Жизнь и дела Василия Киприанова, царского библиотекариуса: Сцены из московской жизни 1716 года | страница 45



Бяша оторопел:

– Почему вдруг – не езди? – Он начинал смутно догадываться. – Да и что в том такого?

– Как – что такого? – Максюта изнемогал от душевного страданья, рвал свои новенькие дорогие перчатки. – Как – что такого? Ты, Васка, не друг, ты змей двурогий, вот ты кто! А я-то, балда, а я-то!

Вот оно что! Та танцорка, та прелестница, оказывается, она и есть пресловутая Степанида! По всем законам дружбы Бяше надо бы сейчас повиниться, доказать, что ненароком… Но его почему-то только смех разбирал, к тем сильнее, чем больше неистовствовал Максюта. Бяша не мог сдержать улыбку.

– А! – вскрикнул, заметив это, Максюта. – Вот ты каков? И клад-то ты один выкопал, это ясно как божий день. Все мне теперь понятно!

– Максим, да постой!..

Но тот убежал в полном отчаянии, ударяя себя по голове. Бяша же твердо решил – ехать (да и не ехать ведь нельзя!). Но ехать с намереньем – при первом же удобном случае переговорить с той Степанидою конфидентно, рассказать все о чувствах друга. Неужели такое страданье ее не тронет?

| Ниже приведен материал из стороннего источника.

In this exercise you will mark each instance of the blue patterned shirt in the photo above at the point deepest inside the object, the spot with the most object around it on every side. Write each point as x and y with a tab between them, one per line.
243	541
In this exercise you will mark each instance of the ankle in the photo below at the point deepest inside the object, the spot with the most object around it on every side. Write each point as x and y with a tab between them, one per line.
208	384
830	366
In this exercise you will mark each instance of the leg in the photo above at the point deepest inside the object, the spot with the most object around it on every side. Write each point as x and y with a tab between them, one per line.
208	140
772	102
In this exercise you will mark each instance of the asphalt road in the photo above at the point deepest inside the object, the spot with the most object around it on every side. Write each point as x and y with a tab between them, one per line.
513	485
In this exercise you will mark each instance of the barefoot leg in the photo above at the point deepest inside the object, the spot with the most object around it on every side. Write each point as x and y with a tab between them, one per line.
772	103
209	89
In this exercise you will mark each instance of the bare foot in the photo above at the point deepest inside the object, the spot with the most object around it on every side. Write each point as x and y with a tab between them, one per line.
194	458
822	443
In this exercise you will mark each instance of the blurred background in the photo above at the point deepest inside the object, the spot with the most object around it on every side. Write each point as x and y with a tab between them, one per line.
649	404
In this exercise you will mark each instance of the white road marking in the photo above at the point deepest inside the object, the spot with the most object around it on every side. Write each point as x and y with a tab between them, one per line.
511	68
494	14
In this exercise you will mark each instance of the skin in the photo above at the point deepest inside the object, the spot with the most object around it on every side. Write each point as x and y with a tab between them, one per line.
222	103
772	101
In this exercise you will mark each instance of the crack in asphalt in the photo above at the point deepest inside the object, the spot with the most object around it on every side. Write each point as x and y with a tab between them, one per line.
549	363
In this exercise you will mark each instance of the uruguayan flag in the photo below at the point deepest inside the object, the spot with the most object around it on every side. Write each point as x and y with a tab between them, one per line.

Дом Канунникова был на Покровке, у самых проездных ворот, где ручей Рачка по весенней воде учинил такие грязи, что пришлось из кареты вылезть и помогать лошадям. Киприановским клячонкам долго не удавалось вытянуть колеса из хлябей. «Точно как у нас в Санктпитер бурхе!» – утешал Малыгин.

Зато гордо подкатывали, обдавая прохожих грязью, сытые шестерки богатых экипажей.

У верхней площадки парадной лестницы, где на потолке был написан Триумф Коммерции, или Совет небожителей, рассуждающих о пользе промышленности, в виде краснорожих толстяков на пирамиде райских плодов, у входа гостей встречал сам Авдей Лукич Канунников, мужчина представительный, с висячими польскими усами и в бурмистерском кафтане с шитьем в виде порхающих Меркуриев. Парик, пышный, как власы библейского Авессалома[98], скрывал его будничную лысину.

Об руку с ним юная хозяюшка, его жена Софья, чуть морща напудренный носик, приседала церемонно, приветствуя входящих. Шептали, что Канунников якобы забрал ее у матери, торговки, в зачет какого-то долга, а что она будто бы моложе даже его дочки!

Молодая хозяйка, хоть и одета была наимоднейше – голые плечи будто втиснуты в жесткую парчу голландского роброна[99], – гостей примечала по-старинному. Брала у прислуги поднос с серебряной чарочкой и просила, именуя торжественно, по имени отчеству, выкушать, не побрезговать.

Потом, полузакрыв кукольные глаза, поднималась на цыпочки и целовала гостя в уста сахарные, как говаривалось в старину. Муж за плечом сурово глядел, чтобы было все по чину.